File: AAREADME.txt
Database: TUH EEG Seizure Corpus (TUSZ)
Version: 2.0.3
-------------------------------------------------------------------------------
Change Log:

 v2.0.3 (20250618): Fixed annotation issues with aaaaajdn_s003_t003
                    and aaaaalmx_s002 (split a long file into parts)

 v2.0.3 (20250401): Corrected a few corrupted files to match TUEG

 v2.0.3 (20240207): Headers were modified. No change to the signal data.

 v2.0.2 (20240113): Removed duplicate montages for two sessions in /eval:

 		     eval/aaaaaqvx/s003_2015_08_24/
		     eval/aaaaaqvx/s010_2015_08_27/

 		    03_tcp_ar_a was retained and 01_tcp_ar was deleted.

		    Added a seizure event for:

		     dev/aaaaadkj/s002_2007_10_22/02_tcp_le

 v2.0.1 (20231004): A few problems with the start and end times of seizure
                    events were corrected, including boundaries that
		    exceeded the end of the file over overlapped on the same
		    channel. Most of these were related to issues with the
		    annotator tool. Several short gaps between two adjacent
		    seizure events were removed. There are 35 files that
		    changed. These are listed at the bottom of this file.

-------------------------------------------------------------------------------

This file contains some basic statistics about the TUH EEG Seizure
Corpus, a corpus developed to motivate the development of high
performance seizure detection algorithms using machine learning. This
corpus is a subset of the TUH EEG Corpus and contains sessions that
are known to contain seizure events. To balance the corpus, some
sessions are provided that do not contain seizure events, so that the
false alarm performance of a system can be tested.
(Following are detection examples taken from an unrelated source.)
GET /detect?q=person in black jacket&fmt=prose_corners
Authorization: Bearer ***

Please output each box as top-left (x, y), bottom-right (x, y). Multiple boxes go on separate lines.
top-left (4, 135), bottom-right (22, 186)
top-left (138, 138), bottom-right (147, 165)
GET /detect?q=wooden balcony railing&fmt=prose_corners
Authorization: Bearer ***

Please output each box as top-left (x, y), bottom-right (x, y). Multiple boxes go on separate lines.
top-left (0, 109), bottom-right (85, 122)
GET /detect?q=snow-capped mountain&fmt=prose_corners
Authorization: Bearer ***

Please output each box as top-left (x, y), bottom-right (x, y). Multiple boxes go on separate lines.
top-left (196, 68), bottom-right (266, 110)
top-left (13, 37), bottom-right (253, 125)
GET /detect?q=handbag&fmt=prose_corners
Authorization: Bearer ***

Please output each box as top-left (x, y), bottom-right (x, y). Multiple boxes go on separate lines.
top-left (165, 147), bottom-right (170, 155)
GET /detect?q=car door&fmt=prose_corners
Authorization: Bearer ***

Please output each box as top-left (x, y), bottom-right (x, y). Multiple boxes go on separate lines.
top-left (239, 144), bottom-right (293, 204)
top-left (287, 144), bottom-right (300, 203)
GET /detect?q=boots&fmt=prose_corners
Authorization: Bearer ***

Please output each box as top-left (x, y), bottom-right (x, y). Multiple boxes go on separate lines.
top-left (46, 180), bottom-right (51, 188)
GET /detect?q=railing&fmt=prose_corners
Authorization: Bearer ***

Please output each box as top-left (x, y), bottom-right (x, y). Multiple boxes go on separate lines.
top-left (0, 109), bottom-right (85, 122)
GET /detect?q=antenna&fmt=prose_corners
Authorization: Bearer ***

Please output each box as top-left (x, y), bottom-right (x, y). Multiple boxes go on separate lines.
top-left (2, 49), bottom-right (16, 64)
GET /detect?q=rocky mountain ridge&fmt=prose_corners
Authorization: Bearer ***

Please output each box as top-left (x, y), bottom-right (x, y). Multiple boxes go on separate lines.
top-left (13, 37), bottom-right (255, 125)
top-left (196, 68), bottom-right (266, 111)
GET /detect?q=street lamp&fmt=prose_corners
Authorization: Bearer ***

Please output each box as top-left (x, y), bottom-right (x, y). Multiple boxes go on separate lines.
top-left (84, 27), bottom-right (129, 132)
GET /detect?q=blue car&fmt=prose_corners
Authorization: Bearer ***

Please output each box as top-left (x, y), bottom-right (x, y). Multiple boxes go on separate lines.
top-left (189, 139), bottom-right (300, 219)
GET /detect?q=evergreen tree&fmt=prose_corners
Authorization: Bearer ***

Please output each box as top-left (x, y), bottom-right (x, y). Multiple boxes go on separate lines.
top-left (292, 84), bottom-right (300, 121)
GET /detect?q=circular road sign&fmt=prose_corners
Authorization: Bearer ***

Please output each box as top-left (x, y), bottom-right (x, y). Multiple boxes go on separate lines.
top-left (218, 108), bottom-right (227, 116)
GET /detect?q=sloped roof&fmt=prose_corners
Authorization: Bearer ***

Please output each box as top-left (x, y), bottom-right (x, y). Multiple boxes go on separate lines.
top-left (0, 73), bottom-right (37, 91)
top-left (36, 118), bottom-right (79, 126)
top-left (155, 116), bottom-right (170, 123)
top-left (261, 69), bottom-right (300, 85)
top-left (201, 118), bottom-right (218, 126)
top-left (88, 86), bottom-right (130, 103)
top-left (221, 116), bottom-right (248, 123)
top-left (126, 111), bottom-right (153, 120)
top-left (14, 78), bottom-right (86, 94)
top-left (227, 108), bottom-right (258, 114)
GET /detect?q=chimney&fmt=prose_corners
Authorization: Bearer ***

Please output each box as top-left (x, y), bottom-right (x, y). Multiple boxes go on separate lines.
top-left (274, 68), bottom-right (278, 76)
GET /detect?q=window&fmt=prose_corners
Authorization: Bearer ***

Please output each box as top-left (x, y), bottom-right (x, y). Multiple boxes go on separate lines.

When you use this specific corpus in your research or technology
development, we ask that you reference the corpus using this
publication:

 Shah, V., von Weltin, E., Lopez. S., McHugh, J., Veloso, L.,
 Golmohammadi, M., Obeid, I., and Picone, J. (2018). The Temple University
 Hospital Seizure Detection Corpus. Frontiers in Neuroinformatics. 12:83.
 doi: 10.3389/fninf.2018.00083

This publication can be retrieved from:

https://www.isip.piconepress.com/publications/journals_refereed/2018/frontiers_neuroscience/tuh_eeg_seizure

Our preferred reference for the TUH EEG Corpus, from which this
seizure corpus was derived, is:

 Obeid, I., & Picone, J. (2018). The Temple University Hospital EEG Data
 Corpus. In Augmentation of Brain Function: Facts, Fiction and Controversy.
 Volume I: Brain-Machine Interfaces (1st ed., pp. 394–398). Lausanne,
 Switzerland: Frontiers Media S.A.

The data in this release was based on v2.0.3 of the TUH EEG Corpus.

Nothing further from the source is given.